Tolly laughed with genuine pleasure. “Of course we will. You Eddons, you talk of your sacred bond and the love of the people, but the world does not spin that way, however much you would like to believe it so. Your faithful subjects will forget you within months if not days. You see, someone will have to protect Anissa’s newborn child— the last heir. It is a boy, by the by. The midwife is with her even now. Poor Anissa is much confused by the night’s events, but I will explain them to her anon.” He smiled again, mockingly cheerful. “By then you will be dead at Shaso’s hand, a tragic echo of your brother’s fate, and Shaso will be dead by mine, or so everyone will hear. Then once we have found and killed that fat physician, there will be no other story except ours. The Tollys will reluctantly take the infant monarch under their protection. My brother will rule at Summerfield Court and I will rule here— although Caradon doesn’t know that yet.” He actually made a small bow, as though he had done her a service. “You see, that is the secret of history, little Briony—who tells the last story.”

Praise the gods, Chaven has escaped them, she thought. At least for the moment. Her heart was beating so fast it seemed to drive the air out of her lungs. It was little enough to hope for—that sometime after her death, someone at least would know the truth, that the Tollys’ story would not be the only tale of these days.

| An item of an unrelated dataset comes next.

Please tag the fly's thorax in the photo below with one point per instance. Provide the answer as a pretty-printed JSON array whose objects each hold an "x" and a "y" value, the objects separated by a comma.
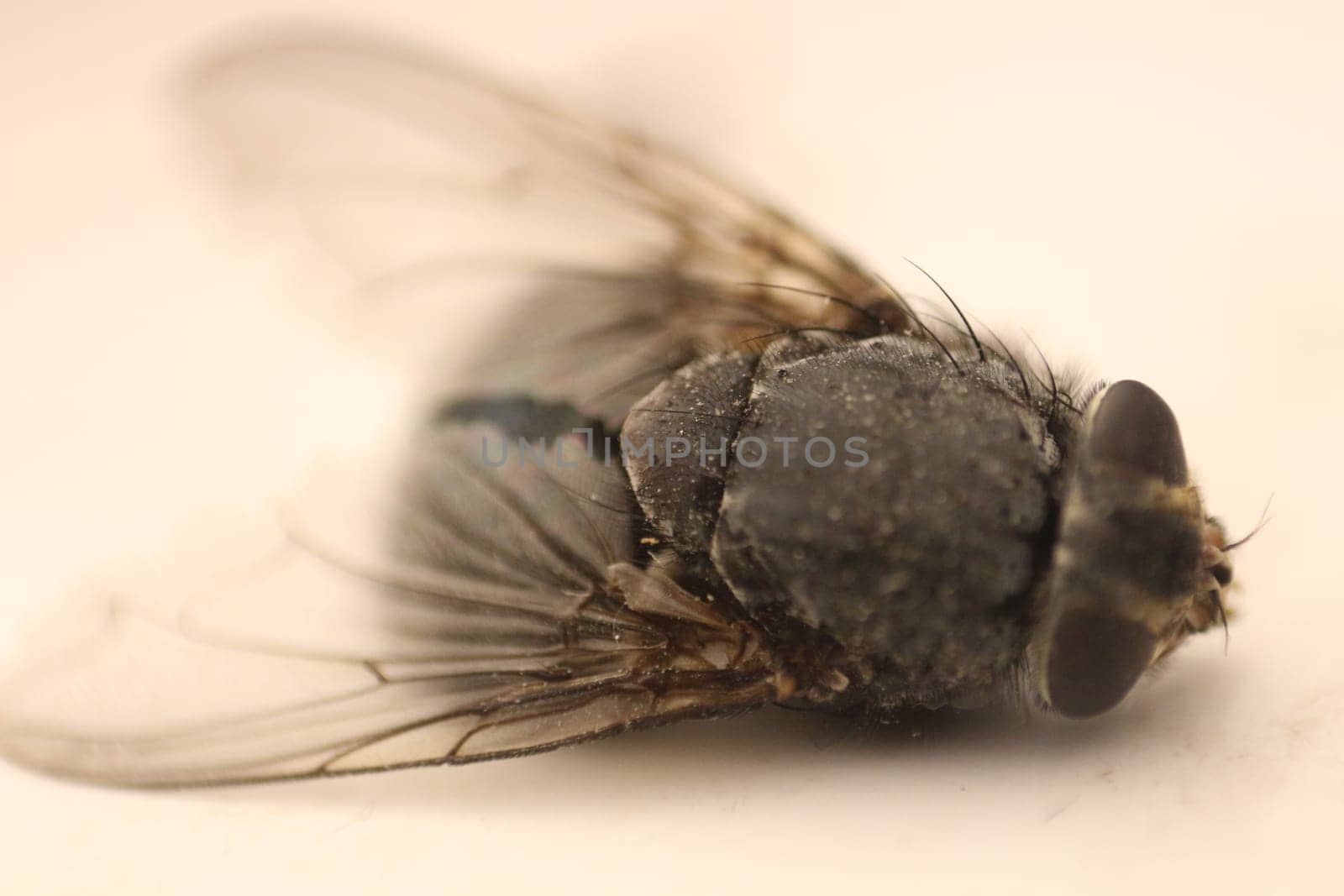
[
  {"x": 918, "y": 558},
  {"x": 1131, "y": 559}
]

Hendon Tolly snapped his fingers. The three guards moved forward, pikes out, pushing her back toward Shaso In this last moment she could only think blindly of meaningless things—Barrick frowning over some petty irritation, Sister Utta drawing a careful circle on a scrap of parchment, the radiant smile of Zona in an old book— then a black shape flew past her shoulder and smashed into the face of the nearest guard, who pitched over backward, knocking down one of his fellows. A hand yanked Briony backward, then something bright as a broken sun flew across the room and bounced off the wall, spattering blazing light across the guards and Hendon Tolly, who shouted in pain and surprise as flames sprang up on his heavy black clothes.

Shaso was gasping like a dying man from the effort of throwing first his chain, then the brazier. As he pulled her toward the back of the stronghold, Briony knew they had only postponed death. There was nowhere to go, and the surprise assault had not been enough: already Tolly and his two remaining guards were batting out the flames, although one of the soldiers was screeching in pain.

As she staggered backward, she looked in anguish at the empty rack where the pikes were usually kept, where on any other night but this odd combination of siege and festival some might have been found, then Shaso tugged her into the last cell and slammed the door behind them.

“Hold it closed,” the old man wheezed. “Just for… a moment.”